Spanish actor (1926–2001)

Francisco Rabal Valera (8 March 1926 – 29 August 2001), popularly known as Paco Rabal, was a Spanish actor. His career spanned more than 200 film and television roles, between 1942 and 2001. He received numerous accolades both in Spain and abroad, including the Cannes Film Festival's Best Actor Award and the Goya Award for Best Actor.

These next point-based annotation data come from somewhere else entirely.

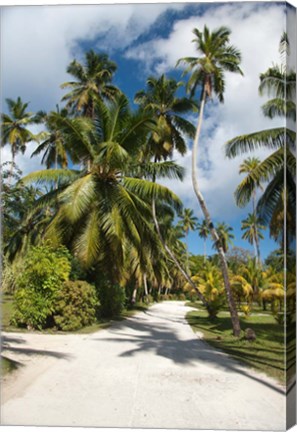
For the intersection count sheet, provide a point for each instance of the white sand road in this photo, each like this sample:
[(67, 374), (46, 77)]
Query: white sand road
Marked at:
[(150, 371)]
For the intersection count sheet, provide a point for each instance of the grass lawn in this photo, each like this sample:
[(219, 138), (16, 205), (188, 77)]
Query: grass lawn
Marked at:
[(266, 354)]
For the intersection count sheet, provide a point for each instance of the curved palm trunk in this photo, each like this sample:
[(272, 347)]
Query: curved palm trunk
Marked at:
[(145, 284), (134, 295), (204, 250), (256, 239), (172, 256), (224, 265)]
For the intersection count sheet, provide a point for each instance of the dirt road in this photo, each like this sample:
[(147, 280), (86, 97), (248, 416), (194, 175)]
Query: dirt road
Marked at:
[(148, 371)]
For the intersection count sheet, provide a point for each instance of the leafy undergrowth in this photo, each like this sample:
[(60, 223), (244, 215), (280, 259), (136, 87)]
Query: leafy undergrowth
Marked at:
[(7, 311), (265, 354), (8, 365)]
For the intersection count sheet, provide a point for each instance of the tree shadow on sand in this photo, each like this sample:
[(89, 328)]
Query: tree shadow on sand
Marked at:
[(163, 340), (15, 345)]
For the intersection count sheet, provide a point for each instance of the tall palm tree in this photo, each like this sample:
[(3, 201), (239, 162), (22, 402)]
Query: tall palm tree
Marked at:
[(14, 131), (252, 227), (188, 222), (203, 232), (103, 210), (216, 55), (210, 282), (160, 99), (280, 83), (168, 134), (93, 82), (52, 145), (248, 166), (225, 235)]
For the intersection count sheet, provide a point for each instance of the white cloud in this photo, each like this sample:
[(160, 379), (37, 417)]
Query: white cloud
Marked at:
[(256, 32), (24, 161), (38, 42)]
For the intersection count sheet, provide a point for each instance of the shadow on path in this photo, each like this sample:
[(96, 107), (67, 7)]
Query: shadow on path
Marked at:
[(162, 339), (8, 340)]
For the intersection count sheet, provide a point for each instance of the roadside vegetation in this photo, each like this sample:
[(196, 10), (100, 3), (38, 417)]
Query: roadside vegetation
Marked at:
[(94, 235)]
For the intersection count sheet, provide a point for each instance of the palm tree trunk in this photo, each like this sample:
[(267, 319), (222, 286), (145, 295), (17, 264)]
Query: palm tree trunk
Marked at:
[(134, 294), (187, 255), (172, 256), (224, 265), (145, 284), (256, 239)]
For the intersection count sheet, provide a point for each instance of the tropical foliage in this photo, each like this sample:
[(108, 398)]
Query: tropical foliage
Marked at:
[(96, 232)]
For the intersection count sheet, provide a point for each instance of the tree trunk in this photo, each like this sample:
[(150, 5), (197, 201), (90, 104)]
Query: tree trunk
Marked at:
[(172, 256), (134, 295), (145, 284), (224, 265), (256, 239)]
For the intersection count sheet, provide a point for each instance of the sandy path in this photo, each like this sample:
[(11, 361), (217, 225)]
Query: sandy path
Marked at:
[(149, 371)]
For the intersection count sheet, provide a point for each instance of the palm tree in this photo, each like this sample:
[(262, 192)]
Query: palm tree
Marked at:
[(160, 99), (248, 166), (203, 232), (14, 129), (207, 72), (252, 227), (210, 282), (225, 235), (188, 223), (279, 83), (53, 144), (93, 82), (161, 102), (103, 211)]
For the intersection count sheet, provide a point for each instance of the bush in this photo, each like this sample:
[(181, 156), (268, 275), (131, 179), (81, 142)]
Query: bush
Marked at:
[(10, 273), (76, 305), (246, 309), (148, 299), (112, 299), (44, 272)]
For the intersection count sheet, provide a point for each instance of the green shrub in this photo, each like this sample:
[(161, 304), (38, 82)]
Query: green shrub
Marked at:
[(44, 271), (76, 305), (148, 299), (112, 299), (10, 272)]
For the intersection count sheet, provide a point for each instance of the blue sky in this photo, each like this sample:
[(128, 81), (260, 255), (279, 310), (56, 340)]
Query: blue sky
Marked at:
[(147, 39)]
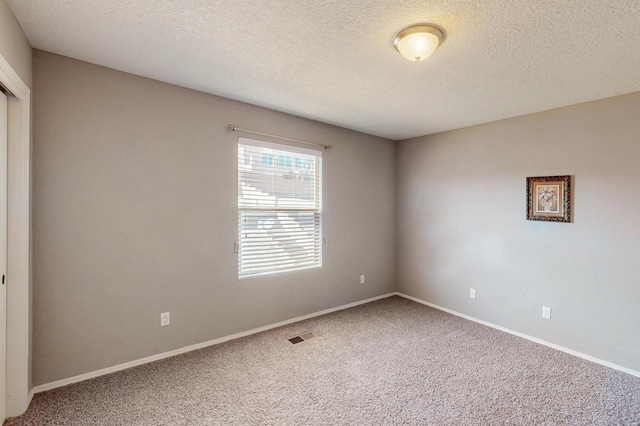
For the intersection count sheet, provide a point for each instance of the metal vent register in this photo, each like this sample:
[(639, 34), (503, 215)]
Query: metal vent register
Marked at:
[(301, 338)]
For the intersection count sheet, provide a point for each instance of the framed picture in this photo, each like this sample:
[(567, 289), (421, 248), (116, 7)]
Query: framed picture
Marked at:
[(549, 198)]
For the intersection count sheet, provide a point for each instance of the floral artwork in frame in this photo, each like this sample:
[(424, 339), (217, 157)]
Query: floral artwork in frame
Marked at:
[(549, 198)]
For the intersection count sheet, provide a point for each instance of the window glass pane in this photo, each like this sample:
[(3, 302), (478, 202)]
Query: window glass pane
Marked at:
[(279, 216)]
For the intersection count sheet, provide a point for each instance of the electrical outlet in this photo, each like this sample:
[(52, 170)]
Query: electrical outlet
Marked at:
[(165, 319)]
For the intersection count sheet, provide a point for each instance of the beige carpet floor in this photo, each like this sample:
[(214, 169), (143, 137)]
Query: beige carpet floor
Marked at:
[(390, 362)]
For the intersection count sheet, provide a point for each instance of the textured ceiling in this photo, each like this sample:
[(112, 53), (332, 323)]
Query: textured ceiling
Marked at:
[(334, 61)]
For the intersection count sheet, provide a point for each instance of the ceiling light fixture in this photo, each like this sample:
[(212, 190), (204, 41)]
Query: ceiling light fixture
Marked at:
[(418, 42)]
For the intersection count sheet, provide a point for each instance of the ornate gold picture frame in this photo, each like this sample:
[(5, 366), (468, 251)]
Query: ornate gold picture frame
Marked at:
[(549, 198)]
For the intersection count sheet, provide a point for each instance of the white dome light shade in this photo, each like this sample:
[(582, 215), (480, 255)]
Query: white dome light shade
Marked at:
[(418, 42)]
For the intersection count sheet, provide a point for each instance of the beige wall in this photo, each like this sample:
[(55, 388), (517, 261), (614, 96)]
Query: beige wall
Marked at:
[(461, 224), (14, 46), (135, 213)]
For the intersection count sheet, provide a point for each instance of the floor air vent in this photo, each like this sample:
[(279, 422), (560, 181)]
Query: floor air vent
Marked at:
[(301, 338)]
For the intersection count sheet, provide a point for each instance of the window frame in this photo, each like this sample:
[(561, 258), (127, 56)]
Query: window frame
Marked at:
[(295, 156)]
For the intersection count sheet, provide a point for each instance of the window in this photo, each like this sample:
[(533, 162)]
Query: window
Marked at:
[(279, 208)]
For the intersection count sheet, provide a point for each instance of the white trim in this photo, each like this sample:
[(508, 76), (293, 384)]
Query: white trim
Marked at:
[(119, 367), (525, 336), (18, 240)]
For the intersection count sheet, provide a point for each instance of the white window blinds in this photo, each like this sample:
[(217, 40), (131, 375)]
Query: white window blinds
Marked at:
[(279, 208)]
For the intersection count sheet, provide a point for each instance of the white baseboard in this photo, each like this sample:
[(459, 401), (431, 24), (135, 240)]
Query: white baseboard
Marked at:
[(119, 367), (525, 336)]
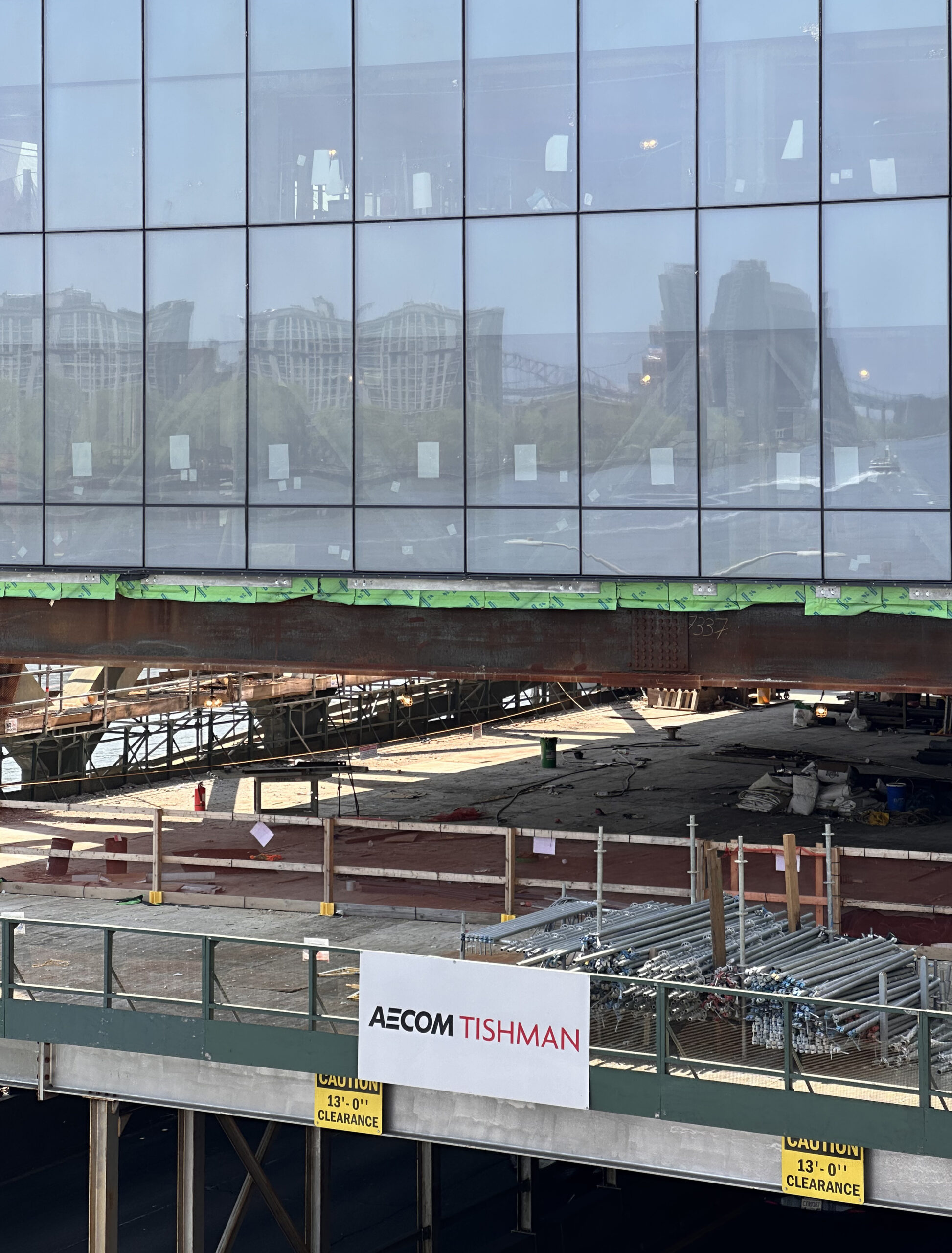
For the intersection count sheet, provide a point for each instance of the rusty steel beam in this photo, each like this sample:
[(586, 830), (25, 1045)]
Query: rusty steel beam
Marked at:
[(766, 646)]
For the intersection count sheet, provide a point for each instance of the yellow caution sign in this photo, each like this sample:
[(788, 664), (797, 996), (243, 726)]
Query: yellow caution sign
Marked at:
[(822, 1171), (345, 1104)]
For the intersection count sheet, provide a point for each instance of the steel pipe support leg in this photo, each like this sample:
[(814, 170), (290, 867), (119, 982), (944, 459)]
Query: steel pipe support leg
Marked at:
[(103, 1177), (191, 1183)]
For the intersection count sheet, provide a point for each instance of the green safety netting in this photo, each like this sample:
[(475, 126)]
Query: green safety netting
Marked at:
[(682, 597)]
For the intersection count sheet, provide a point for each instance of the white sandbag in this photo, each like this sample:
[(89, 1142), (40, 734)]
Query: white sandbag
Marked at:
[(805, 795)]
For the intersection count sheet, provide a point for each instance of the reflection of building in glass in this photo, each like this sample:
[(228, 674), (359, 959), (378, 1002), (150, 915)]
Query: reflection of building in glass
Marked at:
[(762, 354), (22, 343), (94, 348), (306, 348), (411, 360), (173, 366)]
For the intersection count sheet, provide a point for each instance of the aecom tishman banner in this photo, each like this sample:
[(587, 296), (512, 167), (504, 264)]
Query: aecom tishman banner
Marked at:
[(476, 1028)]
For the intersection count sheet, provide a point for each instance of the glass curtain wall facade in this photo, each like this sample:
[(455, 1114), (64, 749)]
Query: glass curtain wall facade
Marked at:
[(492, 287)]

Rabal was best known internationally for his collaborations with director Luis Buñuel, with Ronald Bergan writing "most of his other major roles he carried the heady, perverse whiff of the great surrealist director with him." He worked with many other notable directors, including Carlos Saura, Pedro Almodóvar, William Friedkin, Michelangelo Antonioni, Claude Chabrol, Luchino Visconti, and Gillo Pontecorvo.

One of Spain's most-loved and acclaimed actors during his lifetime, he also was known for his commitment to human rights and other social causes.

== Early life ==
Rabal was born in Águilas, a town in the south-western part of the province of Murcia. In 1936, after the Spanish Civil War broke out, Rabal and his family left Murcia and moved to Madrid. Young Francisco had to work as a street salesboy and in a chocolate factory. When he was 13 years old, he left school to work as an electrician at film studios Estudios Chamartín. Rabal got some sporadic jobs as an extra. Dámaso Alonso and other people advised him to try his luck with a career in theater.

During the following years, he got some roles in theater companies such as Lope de Vega or María Guerrero. It was there that he met actress Asunción Balaguer; they married in 1951 and remained together for the rest of Rabal's life. Their daughter, Teresa Rabal, is also an actress.

==Career==
In 1947, Rabal got some regular jobs in theater. He used his full name, Francisco Rabal, as his stage name. However, the people who knew him always called him Paco Rabal (Paco is the familiar form for Francisco.) "Paco Rabal" became his unofficial stage name.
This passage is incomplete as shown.